“Common Ground”, a touring show of photographs documenting the Muslim experience in Britain, South East Asia and the Middle East, was mounted in the Saudi capital, Riyadh, in the King Fahd Cultural Centre. The occasion was an unprecedented event, requiring careful explanation of British intentions and months of negotiation.
International art shows are virtually unheard of in Saudi Arabia, especially photographic displays. Saudi Arabia is one of the most difficult countries in which to be a photographer, and Riyadh, its most religiously conservative city. Taking pictures in public, especially of people, is still taboo among Muslims. The freedom enjoyed by British photographers to document the everyday life of Muslim men and women roused interest and envy.

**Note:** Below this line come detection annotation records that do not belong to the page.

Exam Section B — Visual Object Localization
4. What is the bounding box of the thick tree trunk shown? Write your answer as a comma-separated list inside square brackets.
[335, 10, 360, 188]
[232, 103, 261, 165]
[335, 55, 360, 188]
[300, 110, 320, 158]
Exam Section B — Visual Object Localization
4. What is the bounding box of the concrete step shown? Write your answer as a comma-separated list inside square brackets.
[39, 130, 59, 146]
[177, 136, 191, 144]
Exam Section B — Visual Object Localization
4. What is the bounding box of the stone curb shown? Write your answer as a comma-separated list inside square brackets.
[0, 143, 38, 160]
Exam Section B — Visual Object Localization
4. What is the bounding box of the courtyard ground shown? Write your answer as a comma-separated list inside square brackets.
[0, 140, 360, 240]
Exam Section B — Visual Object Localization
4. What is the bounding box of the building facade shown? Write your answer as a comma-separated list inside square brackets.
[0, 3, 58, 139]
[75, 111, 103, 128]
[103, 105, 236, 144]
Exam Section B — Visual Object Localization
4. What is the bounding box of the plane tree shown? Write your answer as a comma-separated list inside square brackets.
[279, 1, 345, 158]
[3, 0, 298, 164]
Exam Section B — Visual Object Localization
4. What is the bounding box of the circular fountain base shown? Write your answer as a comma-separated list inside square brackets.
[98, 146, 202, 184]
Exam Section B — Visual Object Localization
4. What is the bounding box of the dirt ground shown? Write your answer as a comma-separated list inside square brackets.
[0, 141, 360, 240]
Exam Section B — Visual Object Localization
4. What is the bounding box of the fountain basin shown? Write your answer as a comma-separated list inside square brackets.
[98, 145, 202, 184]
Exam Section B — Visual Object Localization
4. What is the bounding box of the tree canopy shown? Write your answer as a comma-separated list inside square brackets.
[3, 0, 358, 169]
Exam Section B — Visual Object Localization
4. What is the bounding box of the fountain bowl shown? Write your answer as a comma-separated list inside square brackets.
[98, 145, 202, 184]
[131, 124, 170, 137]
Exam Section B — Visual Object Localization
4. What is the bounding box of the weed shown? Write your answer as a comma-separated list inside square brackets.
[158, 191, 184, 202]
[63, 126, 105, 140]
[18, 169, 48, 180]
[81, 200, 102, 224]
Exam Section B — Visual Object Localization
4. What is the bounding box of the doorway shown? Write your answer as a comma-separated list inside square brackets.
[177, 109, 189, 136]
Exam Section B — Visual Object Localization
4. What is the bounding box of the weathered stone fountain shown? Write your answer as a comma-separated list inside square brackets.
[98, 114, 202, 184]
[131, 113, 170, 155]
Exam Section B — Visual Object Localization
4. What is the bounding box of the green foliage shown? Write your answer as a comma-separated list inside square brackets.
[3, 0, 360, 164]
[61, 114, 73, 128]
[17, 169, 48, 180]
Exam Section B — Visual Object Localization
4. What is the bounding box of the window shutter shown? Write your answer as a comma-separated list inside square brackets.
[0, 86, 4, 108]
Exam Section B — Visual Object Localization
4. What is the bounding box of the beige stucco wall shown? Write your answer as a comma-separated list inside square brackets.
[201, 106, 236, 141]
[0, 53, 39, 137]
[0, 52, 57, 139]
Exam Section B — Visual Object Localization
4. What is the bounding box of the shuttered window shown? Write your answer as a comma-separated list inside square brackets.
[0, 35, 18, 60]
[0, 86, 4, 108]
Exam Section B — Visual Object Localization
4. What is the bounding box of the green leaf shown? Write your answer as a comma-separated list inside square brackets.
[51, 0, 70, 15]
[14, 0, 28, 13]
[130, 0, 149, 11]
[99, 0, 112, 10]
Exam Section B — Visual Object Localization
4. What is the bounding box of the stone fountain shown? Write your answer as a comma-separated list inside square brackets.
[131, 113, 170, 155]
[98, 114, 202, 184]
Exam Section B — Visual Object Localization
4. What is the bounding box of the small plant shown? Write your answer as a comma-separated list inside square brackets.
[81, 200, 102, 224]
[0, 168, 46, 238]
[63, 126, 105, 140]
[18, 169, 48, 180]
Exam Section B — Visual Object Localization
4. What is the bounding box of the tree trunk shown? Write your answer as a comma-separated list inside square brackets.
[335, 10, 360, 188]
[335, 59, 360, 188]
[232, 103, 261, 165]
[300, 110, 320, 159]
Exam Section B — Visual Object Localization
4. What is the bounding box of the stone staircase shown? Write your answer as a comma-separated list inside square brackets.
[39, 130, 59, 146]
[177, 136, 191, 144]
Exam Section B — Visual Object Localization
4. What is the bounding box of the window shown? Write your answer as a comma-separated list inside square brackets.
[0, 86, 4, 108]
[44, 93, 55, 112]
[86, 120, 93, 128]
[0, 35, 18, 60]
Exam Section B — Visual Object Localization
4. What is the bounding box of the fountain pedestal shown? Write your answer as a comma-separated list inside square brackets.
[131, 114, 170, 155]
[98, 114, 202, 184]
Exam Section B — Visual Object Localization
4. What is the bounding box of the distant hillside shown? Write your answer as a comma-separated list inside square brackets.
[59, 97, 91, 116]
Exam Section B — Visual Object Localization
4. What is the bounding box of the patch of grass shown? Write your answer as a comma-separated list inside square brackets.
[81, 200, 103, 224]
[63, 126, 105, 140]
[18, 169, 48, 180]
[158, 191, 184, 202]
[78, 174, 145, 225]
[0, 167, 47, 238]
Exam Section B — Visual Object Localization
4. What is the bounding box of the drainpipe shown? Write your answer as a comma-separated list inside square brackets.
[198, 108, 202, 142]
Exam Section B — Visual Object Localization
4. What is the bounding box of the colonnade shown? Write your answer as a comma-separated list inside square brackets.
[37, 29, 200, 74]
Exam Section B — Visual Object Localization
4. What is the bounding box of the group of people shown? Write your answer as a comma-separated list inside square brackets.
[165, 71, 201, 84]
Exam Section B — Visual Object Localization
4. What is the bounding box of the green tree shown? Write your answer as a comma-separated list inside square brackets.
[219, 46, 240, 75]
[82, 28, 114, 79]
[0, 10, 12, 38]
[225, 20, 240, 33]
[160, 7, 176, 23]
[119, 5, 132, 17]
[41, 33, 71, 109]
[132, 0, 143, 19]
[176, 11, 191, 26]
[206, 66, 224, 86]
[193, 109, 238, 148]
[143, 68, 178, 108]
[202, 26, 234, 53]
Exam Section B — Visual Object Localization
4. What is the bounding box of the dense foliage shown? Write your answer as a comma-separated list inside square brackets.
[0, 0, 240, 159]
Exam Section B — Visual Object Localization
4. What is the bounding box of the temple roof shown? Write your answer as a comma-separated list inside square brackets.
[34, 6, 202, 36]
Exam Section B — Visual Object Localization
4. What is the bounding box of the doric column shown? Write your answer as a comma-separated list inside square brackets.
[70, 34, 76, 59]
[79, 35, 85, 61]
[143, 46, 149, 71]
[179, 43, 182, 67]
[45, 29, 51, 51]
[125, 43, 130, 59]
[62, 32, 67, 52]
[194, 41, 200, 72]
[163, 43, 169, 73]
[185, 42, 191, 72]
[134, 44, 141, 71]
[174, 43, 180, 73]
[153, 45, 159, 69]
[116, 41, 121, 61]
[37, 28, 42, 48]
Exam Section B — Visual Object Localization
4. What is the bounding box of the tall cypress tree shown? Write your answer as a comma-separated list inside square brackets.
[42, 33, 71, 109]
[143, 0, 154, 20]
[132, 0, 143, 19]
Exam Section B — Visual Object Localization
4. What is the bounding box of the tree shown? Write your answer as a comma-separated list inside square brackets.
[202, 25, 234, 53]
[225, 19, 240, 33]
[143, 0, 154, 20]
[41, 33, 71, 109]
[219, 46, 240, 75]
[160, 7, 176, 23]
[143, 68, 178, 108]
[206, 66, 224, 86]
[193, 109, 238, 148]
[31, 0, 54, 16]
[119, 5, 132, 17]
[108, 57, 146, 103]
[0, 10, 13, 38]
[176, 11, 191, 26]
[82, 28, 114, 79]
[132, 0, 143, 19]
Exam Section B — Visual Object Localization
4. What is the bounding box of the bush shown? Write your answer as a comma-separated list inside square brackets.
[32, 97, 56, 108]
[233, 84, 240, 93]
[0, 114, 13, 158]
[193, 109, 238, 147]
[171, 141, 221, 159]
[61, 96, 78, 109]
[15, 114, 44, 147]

Already seen in Indonesia, Malaysia, Bangladesh, Bahrain, and the United Arab Emirates in Sharjah and Abu Dhabi, the exhibition has evolved in each venue, gathering photographers from its region. It was hoped the show in Riyadh would include all 22 exhibitors shown at the Sharjah Art Museum, but in the event this proved too difficult. To the core exhibition of nine British artists, one Saudi Arabian was added to list, Manal Al-Dowayan, born and educated in the Eastern Province. Her studio-based pictures of beautiful, partly veiled young women dominated the show, stirring considerable attention notably among the male journalists.
Regrettably, the politics of culture overshadowed aesthetic appreciation. Baroness Uddin, the first Muslim woman to enter the House of Lords, cut the tape at the women’s only private view on Monday 18 April. The men’s opening the following evening was a grander affair.
Coming in the wake of a week-long celebration of Saudi culture in the UK, Iyad Madani, Minister of Culture and Information, who helped organise the exhibition, spoke of cultural exchange as the means by which we discover what we share. Jack Straw, UK Secretary of State for Foreign Affairs, fortuitously in Riyadh for the second set of bilateral talks with the Saudi government, spoke of the contribution that Muslims had made to cultural life in Britain. In his constituency of Blackburn alone there are 30 mosques. Many Muslim soldiers had died fighting for Britain in World War I, he said. We are two religions, but one common ground, one civilisation, he stressed.